I first came across the case of Mohammed Nabi Wardak in 2017 through the work of a young British woman, Jess Webster, who founded ‘Forge for Humanity’, an Athens-based not-for-profit organisation helping refugees who were streaming in from Syria during the civil war.
Jess told me that Mohammed was living on the streets of Athens and that he had fled Afghanistan because he had worked for British forces in Helmand and had been repeatedly targeted by the Taliban; the very Taliban that are now part of a peace process in Afghanistan and who continue to attack civilians, women and those deemed to have supported British, American and ISAF forces in country.
Moved by this case, I set up a petition for Mohammed to be relocated to the UK with his family, which garnered over 135,000 signatures. Yet there was no response from any Government department. So I delved further into his case and flew out to Athens in 2018 to meet with him at my own expense.
I found a man suffering from PTSD (post-traumatic stress disorder) and who had been living on the streets of Athens. He had arrived in Greece through the route that Syrian refugees had been taking via Turkey and he has been imprisoned on his arrival, humiliated and then dumped on the streets of Athens to cater for himself. He was simply alive because of the charity of members of the public, the support from ‘Forge for Humanity’, and by people giving him any left over water in bottles. He had also slept on park benches and he ended up in hospital with suspected kidney failure due to dehydration at one point.
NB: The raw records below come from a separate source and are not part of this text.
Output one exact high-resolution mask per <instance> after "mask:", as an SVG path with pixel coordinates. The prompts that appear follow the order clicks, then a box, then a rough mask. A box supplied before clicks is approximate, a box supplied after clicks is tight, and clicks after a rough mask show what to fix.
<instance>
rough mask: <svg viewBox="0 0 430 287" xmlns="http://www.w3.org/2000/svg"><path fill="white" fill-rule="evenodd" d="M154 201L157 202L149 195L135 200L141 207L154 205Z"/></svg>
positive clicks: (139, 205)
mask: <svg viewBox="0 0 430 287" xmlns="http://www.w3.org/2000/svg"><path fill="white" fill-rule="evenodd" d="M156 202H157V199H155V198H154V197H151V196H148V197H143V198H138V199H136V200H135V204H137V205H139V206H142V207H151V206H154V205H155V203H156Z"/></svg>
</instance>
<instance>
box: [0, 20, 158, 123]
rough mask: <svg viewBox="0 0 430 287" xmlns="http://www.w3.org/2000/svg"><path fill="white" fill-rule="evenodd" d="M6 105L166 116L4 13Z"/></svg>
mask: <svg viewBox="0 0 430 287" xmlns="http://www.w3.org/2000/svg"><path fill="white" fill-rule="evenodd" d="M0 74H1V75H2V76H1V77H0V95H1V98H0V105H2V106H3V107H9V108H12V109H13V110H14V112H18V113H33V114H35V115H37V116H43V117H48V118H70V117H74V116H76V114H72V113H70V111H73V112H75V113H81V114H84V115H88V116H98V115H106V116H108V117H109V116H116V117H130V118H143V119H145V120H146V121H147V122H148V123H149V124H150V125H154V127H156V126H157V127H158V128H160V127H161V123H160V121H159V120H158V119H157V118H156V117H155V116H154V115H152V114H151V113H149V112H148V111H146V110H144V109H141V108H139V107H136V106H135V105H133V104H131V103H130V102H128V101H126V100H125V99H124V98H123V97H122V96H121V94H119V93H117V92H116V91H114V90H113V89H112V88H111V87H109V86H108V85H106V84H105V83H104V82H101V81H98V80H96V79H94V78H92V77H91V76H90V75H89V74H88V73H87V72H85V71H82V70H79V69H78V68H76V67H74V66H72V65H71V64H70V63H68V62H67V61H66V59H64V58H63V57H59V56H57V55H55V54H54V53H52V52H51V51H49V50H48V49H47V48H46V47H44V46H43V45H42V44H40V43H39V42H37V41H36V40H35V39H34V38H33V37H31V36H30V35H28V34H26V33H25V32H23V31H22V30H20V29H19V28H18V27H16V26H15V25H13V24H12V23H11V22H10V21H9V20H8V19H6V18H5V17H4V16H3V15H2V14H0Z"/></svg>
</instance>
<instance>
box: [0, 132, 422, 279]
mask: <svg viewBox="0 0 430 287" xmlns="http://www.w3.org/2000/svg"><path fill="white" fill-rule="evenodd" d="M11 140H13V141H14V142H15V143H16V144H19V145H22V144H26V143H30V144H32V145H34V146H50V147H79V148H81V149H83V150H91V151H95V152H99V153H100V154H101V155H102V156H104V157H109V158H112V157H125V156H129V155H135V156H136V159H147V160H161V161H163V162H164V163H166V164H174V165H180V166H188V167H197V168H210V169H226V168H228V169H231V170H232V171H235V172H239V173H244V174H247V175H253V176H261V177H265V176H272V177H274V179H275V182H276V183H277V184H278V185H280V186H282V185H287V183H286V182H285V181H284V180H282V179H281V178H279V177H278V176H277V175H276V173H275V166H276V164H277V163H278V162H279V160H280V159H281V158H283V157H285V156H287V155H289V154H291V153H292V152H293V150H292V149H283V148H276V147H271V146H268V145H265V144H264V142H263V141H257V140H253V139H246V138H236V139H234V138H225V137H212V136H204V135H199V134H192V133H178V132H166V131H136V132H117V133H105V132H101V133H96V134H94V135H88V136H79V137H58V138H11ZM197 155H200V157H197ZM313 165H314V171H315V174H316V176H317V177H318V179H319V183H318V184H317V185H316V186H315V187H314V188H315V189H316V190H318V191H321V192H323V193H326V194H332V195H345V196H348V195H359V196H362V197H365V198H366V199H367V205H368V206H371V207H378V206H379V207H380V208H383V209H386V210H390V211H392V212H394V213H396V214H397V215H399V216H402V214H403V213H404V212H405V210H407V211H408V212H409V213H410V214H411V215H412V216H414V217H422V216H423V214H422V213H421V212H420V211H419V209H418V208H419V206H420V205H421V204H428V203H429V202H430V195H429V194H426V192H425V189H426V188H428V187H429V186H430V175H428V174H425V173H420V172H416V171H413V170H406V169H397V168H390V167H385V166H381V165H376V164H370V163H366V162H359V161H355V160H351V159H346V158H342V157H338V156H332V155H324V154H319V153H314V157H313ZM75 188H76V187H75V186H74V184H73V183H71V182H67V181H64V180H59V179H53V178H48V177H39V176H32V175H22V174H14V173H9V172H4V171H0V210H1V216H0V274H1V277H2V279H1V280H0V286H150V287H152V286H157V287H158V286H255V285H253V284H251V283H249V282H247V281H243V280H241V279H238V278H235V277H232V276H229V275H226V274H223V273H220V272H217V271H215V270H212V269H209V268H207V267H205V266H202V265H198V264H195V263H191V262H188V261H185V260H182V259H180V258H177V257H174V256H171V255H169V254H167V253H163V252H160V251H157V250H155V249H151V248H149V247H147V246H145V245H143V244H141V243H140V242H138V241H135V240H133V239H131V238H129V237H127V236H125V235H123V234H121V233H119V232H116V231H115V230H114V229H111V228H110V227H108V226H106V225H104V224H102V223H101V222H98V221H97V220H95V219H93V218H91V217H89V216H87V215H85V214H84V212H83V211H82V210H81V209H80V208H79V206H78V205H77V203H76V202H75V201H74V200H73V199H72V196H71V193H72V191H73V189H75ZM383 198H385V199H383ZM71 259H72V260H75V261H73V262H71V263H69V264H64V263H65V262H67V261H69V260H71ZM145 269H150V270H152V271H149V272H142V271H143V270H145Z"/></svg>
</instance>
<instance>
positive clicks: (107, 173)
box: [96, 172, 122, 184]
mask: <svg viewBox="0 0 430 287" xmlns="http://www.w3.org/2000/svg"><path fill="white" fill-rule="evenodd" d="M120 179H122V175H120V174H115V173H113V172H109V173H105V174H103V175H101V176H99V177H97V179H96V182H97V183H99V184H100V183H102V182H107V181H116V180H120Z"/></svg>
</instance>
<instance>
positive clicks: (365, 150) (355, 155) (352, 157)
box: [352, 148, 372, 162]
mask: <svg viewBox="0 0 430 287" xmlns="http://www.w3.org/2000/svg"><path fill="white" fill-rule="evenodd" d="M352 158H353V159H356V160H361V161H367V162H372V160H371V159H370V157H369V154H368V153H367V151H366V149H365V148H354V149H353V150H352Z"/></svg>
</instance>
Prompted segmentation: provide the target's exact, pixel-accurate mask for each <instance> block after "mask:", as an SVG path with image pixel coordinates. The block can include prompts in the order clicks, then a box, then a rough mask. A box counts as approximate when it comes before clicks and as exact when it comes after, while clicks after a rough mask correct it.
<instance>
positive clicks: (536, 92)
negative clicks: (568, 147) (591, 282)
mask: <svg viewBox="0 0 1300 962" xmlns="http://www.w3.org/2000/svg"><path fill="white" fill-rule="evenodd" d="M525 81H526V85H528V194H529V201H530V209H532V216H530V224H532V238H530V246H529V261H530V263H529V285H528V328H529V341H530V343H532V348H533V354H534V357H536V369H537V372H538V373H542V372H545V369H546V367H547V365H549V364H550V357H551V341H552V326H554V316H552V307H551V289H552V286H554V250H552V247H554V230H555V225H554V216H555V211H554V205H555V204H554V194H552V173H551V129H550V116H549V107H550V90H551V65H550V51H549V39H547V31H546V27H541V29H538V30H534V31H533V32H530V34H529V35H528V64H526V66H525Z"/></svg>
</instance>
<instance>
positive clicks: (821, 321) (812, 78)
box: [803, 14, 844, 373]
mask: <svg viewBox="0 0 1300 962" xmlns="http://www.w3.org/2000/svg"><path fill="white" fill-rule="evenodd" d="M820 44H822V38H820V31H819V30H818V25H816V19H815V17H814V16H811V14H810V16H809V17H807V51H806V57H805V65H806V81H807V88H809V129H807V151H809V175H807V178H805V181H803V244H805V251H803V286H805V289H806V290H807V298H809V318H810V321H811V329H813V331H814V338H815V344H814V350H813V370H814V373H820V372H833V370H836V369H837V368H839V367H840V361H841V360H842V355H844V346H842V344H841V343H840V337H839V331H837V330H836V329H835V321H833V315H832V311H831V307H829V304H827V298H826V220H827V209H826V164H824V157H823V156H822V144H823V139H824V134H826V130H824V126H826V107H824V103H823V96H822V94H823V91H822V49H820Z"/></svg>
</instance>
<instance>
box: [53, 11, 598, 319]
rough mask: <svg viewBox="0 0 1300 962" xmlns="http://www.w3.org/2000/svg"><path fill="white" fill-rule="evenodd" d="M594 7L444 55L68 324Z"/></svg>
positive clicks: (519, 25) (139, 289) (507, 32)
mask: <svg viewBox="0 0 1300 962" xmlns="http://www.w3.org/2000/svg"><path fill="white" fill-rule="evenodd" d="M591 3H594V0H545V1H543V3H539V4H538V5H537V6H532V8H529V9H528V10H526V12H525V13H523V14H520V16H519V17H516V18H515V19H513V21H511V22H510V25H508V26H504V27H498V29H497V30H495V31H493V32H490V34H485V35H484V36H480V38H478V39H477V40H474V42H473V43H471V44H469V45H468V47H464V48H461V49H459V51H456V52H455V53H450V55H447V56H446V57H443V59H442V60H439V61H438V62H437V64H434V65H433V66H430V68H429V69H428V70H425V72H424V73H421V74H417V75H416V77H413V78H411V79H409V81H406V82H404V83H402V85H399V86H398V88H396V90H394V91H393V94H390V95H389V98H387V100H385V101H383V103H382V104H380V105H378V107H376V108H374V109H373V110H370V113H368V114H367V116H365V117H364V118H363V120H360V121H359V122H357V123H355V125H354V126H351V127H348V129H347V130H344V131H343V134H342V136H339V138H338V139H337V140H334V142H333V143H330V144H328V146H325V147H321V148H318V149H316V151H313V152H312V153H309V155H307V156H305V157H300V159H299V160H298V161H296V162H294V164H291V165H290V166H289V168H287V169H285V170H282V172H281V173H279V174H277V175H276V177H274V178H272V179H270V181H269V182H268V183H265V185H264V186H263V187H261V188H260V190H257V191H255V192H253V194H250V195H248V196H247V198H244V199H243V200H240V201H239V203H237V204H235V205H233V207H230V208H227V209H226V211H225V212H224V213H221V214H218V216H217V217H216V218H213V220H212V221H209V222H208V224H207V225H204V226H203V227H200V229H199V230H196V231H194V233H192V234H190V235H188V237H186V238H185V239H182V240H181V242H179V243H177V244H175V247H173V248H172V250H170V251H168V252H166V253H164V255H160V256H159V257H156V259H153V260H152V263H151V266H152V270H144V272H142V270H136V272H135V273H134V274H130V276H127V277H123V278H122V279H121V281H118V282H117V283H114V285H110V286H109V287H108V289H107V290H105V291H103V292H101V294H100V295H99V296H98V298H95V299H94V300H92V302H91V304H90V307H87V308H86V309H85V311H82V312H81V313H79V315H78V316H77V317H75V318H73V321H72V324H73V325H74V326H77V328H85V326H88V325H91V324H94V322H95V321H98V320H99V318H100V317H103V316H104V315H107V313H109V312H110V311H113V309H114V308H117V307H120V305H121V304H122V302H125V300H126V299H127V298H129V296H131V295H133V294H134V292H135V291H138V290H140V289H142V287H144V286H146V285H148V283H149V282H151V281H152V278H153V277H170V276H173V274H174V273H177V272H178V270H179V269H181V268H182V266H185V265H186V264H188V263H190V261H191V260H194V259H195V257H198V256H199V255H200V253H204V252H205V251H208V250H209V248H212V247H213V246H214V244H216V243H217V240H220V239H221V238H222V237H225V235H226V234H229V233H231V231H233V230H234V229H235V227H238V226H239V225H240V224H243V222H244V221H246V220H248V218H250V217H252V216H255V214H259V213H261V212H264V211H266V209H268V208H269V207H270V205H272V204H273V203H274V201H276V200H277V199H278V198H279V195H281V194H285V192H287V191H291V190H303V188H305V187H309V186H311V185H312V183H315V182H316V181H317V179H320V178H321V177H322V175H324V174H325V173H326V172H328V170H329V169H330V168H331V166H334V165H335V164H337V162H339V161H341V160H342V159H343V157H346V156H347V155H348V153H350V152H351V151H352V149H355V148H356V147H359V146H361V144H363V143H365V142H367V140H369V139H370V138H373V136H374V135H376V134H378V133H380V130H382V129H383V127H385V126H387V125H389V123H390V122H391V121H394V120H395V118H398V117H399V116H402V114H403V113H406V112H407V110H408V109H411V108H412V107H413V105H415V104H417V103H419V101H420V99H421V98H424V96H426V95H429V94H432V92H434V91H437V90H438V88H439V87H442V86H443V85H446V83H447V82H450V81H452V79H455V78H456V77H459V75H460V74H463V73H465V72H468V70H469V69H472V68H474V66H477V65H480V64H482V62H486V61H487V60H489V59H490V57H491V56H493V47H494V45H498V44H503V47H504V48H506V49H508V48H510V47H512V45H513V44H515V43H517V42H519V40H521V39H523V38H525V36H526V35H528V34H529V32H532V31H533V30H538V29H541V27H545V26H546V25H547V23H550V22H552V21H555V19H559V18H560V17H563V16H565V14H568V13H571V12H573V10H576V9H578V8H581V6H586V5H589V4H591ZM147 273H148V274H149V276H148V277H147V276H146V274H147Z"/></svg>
Mohammed was an Afghan forces translator who joined the Afghan forces to push back the Taliban, since he saw the danger they had posed to progress in his country. He believed in the messages that Western forces had brought to Afghanistan, those of ‘peace’, ‘progress’ and ‘stability’ and he joined up whilst in his late teens. These messages resonated with him and he ended up being one of the leading translators for British forces in places like Kajaki and in Helmand province.
He saw action in the field, lost Afghan colleagues, and saw his friends die as they stepped on mines, as they patrolled with British forces. His translations and directions in the heat of battle when British forces had contact with the Taliban may well have saved British lives.
Between 2008-2011, Mohammed saw fierce action with British forces in Helmand. I have seen the commendations and certificates congratulating him from British officers in the field for his bravery and his calm under fire. During these three years of service, Mohammed and his family were repeatedly threatened because of his support for British forces. It culminated in a kidnapping attempt by Taliban sympathisers with the aim of assassinating him. Their attempt was loaded with this message: anyone helping ISAF, British and American forces was a target to be killed.
These threats meant that Mohammed left the employ of British forces on two occasions, because of pressure from his family, relatives, and those who did not want to see him dead in a gutter.
Finally, around 2014, an attempt to capture Mohamed and the subsequent targeting of his family led to him fleeing Afghanistan, with the hope that the Taliban would leave his family alone. Mohammed walked and hitch-hiked to Iran where Iranian border guards robbed him, beat him, and sent him back. He entered again and this time made it on foot to Turkey where he was used for cheap labour as a shepherd, just to survive and to try and to get to Europe. Eventually, abused and maltreated, he crossed into Greece on a rubber boat in 2016, which led to more beatings and grinding homelessness in Greece.
As I write this in March 2021, Mohammed is still in a refugee camp in Athens, where murders and threats form part of the cycle of life. I have made repeated attempts to get the Government to look at the case of Mohammed and his family, as the Taliban are now entrenched into the areas where his family reside in Afghanistan. The initial responses from the Ministry of Defence had not taken into account the threats to Mohammed and his family and stipulated that because he left the employment of British forces, he could not be included in the Afghan Locally Employed Ex-Gratia Scheme, where relocation was only possible for those who were still employed with British forces when we formally withdrew from Afghanistan.
Since 2018, I have campaigned with others so that Afghan translators like Mohammed could be protected under a duty of care that is based on trust. These staff trusted us enough to put their lives on the line for our country, now we must step up and live up to that trust.
In October 2021, Ben Wallace MP, the Secretary of State for Defence, made changes to this scheme. Local Afghan staff and translators who resigned and who worked for more than a year with British forces in Afghanistan can be included in the scheme. This change must be warmly welcomed and the Secretary of State made the right moves.
That was six months ago and the Taliban are on the verge of power sharing in Afghanistan and emboldened enough to target and kill those that go against their fundamentalist Islamist principles. Whilst the Government have shifted, now is the time to move quickly and to bring Mohammed and the many others out there, into the safety of our country with their families. Each day that passes, places them and their loved ones at risk.
In the end, they stood with us, now we must stand with them in their hour of need.